Conclusion: 8 out of 10
David Rose Group - Live
Tracklist: Late Afternoon (6:04), Le Petite Prince (6:54) plus Starset [For Bella Bartok], Worlds Apart (7:23), Au Dela Du Miroir (8:16), Skyway (6:52), The Distance Between Dreams (23:07), The Beast plus Amid Dreams & L'Image Du Miroir (12:39)
I had little knowledge of David Rose prior to this release and after some searching I find little information is available, other than that to be found on the Musea site. Therefore a brief synopsis of the information I have gleened from the web. David is an American born violinist who emerged in the mid seventies from Transit Express to form his own band, with whom he released seven albums between 1977 to 1983. This album was recorded on April 22nd 1978, between his first and second albums. The other musicians with David are Serge Perathoner (keyboards), Gerard Prevost (bass), Claude Salmieri (drums) and Gerard Kurdjian (percussion).
Musically we find ourselves steeped in the extremely popular Jazz Rock or Art Rock styles of that period. As to guide, perhaps an obvious comparison may be drawn to Jean-Luc Ponty and we might also look to bands such as Mahavishnu Orchestra, Soft Machine and Brand X. However the complexity of the music and arrangements here, often outweighs many of the compositions to be found in the aforementioned, with David Rose's violin work incorporating much from the Classical field, in particular Claude Debussey, Béla Bartók and Satie. Examples of these can be found in the delicately arranged Le Petite Prince and atmospheric Starset.
Although the album is entitled the David Rose Group, it should be noted that this album is a collaboration of five equally gifted musicians.
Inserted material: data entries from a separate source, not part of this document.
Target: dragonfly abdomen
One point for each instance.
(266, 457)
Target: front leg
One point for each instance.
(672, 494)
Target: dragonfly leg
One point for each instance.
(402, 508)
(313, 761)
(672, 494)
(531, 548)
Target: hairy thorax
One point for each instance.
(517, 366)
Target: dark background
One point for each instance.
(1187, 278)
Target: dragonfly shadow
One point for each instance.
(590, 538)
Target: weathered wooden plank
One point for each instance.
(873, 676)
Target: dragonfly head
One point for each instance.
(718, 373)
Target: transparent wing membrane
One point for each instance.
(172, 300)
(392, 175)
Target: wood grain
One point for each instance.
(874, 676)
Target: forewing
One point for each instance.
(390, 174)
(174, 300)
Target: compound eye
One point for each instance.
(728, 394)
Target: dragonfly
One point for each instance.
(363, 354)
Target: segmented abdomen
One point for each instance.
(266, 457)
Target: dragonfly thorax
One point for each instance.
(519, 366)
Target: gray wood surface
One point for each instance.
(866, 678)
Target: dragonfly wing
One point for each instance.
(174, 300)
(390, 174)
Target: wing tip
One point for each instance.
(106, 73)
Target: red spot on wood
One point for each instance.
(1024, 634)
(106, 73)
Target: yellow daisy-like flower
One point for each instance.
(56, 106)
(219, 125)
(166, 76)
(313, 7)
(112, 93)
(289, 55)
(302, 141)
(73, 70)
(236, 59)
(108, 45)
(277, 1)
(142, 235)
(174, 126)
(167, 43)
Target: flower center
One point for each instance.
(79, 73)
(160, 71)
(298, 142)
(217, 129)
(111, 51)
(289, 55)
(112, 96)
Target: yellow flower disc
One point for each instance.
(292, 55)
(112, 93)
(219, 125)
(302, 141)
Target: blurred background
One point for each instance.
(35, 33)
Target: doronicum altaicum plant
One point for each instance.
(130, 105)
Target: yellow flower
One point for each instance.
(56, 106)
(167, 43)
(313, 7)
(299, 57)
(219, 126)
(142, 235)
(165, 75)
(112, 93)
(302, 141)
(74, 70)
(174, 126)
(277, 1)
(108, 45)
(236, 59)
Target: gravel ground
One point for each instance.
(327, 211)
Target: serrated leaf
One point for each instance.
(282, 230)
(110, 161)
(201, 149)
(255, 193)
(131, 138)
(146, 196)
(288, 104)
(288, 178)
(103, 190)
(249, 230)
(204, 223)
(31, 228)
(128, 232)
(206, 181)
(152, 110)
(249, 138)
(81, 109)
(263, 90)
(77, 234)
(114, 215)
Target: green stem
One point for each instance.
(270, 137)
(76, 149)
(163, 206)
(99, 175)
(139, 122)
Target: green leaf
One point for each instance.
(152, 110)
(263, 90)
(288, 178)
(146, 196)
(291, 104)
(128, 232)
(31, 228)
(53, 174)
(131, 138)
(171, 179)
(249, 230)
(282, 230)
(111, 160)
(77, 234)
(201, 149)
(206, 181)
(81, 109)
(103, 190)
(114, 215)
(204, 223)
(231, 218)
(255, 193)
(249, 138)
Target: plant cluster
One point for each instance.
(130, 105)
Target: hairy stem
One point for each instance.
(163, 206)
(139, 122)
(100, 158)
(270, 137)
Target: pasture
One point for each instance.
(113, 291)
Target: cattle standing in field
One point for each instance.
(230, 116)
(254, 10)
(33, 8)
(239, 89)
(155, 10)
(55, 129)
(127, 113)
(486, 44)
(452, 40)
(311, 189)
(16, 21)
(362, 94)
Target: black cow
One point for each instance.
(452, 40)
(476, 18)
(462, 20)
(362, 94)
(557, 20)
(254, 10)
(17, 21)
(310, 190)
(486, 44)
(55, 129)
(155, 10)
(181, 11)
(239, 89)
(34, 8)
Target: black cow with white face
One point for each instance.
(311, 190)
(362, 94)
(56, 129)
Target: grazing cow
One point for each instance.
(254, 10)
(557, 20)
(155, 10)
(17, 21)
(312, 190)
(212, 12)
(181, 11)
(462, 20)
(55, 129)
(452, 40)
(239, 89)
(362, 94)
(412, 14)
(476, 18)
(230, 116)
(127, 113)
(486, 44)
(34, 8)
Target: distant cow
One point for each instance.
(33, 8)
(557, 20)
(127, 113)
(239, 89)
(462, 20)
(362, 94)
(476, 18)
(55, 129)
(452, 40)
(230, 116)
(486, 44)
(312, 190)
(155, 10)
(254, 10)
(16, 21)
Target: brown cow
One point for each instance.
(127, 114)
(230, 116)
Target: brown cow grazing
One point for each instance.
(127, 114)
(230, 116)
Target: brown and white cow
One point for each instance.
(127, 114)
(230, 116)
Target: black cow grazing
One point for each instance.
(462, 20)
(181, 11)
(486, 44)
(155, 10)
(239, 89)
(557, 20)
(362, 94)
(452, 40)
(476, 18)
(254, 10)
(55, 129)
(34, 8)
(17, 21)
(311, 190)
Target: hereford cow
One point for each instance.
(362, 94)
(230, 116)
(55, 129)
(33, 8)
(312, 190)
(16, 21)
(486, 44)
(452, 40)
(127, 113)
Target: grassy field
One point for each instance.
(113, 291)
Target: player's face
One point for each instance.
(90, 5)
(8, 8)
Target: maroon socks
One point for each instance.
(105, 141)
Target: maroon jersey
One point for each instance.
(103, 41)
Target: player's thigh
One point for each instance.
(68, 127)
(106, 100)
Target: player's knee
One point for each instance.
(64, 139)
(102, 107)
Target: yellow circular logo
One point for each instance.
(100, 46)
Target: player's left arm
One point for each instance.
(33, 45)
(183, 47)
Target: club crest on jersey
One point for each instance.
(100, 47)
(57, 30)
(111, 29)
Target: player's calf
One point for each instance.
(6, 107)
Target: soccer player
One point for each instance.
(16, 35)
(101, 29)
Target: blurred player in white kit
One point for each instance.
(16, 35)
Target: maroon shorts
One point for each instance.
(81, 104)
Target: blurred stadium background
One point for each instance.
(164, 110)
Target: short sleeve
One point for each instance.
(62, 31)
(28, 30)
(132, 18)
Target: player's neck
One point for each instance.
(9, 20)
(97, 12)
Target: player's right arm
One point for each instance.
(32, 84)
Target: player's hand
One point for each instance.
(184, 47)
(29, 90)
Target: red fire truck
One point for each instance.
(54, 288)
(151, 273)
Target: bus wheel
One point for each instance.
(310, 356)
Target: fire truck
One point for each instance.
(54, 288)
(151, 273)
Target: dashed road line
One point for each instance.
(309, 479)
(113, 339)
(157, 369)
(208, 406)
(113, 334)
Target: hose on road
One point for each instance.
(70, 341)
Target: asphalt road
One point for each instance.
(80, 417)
Serge Perathoner's interplay with the violin is a key feature of the music as the two instruments intertwine with flowing ease. Perathoner, who worked with Rose in Transit Express, is also responsible for much of the writing. Gerard Prevost (Magma & Zao) displays some wonderfully executed bass and combined with Salmieri and Kurdijan's percussion elements make this is a formidable rhythm section. The Eastern feel to Skyways being an excellent example, from its meandering beginnings to the free flowing end section.
The recording made at "L'Ouest de la Grosne" is crystal clear and is a tribute to the late Jacky Barbier whose life is celebrated by Musea's series of "live" recordings - this album is just one example. This magic is probably best captured in the epic The Distance Between Dreams, 23 minutes of pure instrumental prowess.
Much of whether or not this album will appeal to you would largely depend on your liking for Jazz Fusion, (albeit that it is heavily influenced by the Classical field) and to your appreciation of melodically rich but complex music. Above I have offered some pointers as to the better known bands within this field, and if they already feature in your collection, then this is certainly well worth investigating further. For my own part it would be impossible not to appreciate the craftsmanship exhibited by these musicians, although as with all Jazz Fusion and from a purely listening point, much would depend upon my frame of mind at that time.